The **Sampling Process of Latent Diffusions** and the **Training-Free Energy-guided Process** are interconnected, with the **Training-Free Energy-guided Process** providing feedback to the **Sampling Process of Latent Diffusions** via the **Energy** function  $\mathcal{E}$  and its gradient  $\nabla_{\mathbf{x}_t} \mathcal{E}$ .

Figure 19: Visualization of the whole training-free face ID guidance process using FreeDoM in Fig. 18. We first decode the clean latent code  $\mathbf{x}_{0|t}$  into the image domain. Then we detect the position of the human face and the corresponding landmarks. After getting the landmarks, we compute the affine parameters, which are used to perform an affine transformation to extract the aligned face area from the original decoded image. Finally, we compute the ID-based energy function between the aligned and reference faces. The gradient of the energy function to  $\mathbf{x}_t$  will be used to update  $\mathbf{x}_{t-1}$ . Note that the computation of the Decoder and affine transformation is all differentiable, so the energy gradient to  $\mathbf{x}_t$  is computable. **Zoom in for best view.**## Appendix B. Relationship between FreeDoM and Zero-Shot Image Restoration Methods

The proposed FreeDoM is a framework that can support various conditions, including the degraded images in the image restoration tasks. Many existing zero-shot image restoration methods [5, 6, 7, 8, 19, 24, 39, 41, 44, 43] can be considered special cases of FreeDoM. Their idea can be summarized as updating the clean intermediate result  $\mathbf{x}_{0|t}$  to meet the data consistency constraint,  $\mathbf{y} = \mathcal{A}(\mathbf{x}_{0|t})$ , where  $\mathbf{y}$  is a degraded image and  $\mathcal{A}(\cdot)$  is a linear or non-linear degradation operator. When dealing with linear degradation, the degradation operator  $\mathcal{A}(\cdot)$  can be written into a matrix  $\mathbf{A}$ .

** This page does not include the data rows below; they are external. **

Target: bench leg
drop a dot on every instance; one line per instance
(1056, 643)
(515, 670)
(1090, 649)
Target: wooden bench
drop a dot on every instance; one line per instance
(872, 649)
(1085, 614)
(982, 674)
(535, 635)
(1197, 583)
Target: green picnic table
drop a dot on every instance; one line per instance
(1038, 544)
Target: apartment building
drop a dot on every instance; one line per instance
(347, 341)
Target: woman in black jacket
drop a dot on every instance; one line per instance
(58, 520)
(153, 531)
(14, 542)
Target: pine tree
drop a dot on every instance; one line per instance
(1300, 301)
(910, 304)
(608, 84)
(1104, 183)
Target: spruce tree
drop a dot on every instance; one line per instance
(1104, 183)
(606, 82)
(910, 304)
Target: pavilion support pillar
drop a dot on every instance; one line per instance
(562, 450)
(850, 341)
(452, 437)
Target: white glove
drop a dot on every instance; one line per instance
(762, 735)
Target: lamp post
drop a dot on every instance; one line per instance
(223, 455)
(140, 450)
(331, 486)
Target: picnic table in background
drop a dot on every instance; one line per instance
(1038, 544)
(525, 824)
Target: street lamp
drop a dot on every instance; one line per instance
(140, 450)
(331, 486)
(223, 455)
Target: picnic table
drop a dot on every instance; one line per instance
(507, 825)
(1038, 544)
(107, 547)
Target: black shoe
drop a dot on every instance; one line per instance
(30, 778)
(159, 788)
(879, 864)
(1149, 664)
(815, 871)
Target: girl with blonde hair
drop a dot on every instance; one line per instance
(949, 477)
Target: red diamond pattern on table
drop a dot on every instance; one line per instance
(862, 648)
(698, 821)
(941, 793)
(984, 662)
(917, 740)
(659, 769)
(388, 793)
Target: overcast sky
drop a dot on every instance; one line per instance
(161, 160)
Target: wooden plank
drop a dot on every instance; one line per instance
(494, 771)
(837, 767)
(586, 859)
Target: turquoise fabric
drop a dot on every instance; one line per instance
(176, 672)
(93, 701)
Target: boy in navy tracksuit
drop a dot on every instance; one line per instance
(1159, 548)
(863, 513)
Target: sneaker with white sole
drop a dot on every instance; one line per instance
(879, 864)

Since the image restoration tasks can also be seen as particular conditional generation tasks, these zero-shot image restoration methods can also be explained using the framework of FreeDoM. Take two typical examples: DPS [6] uses  $-\nabla_{\mathbf{x}_t} \|\mathbf{y} - \mathcal{A}(\mathbf{x}_{0|t})\|_2^2$  to update the intermediate results, which can be interpreted as a distance measurement function without learning parameters to improve the matching degree between the restored image  $\mathbf{x}_{0|t}$  and the degraded image  $\mathbf{y}$  in the measurement space; DDNM [44] obtains that the update direction for linear noiseless tasks is  $-\mathbf{A}^\dagger(\mathbf{A}\mathbf{x}_{0|t} - \mathbf{y})$  through the derivation of Range-Null Space Decomposition, which can also be interpreted as an approximated analytical solution of the gradient of the distance measurement function in DPS on linear cases.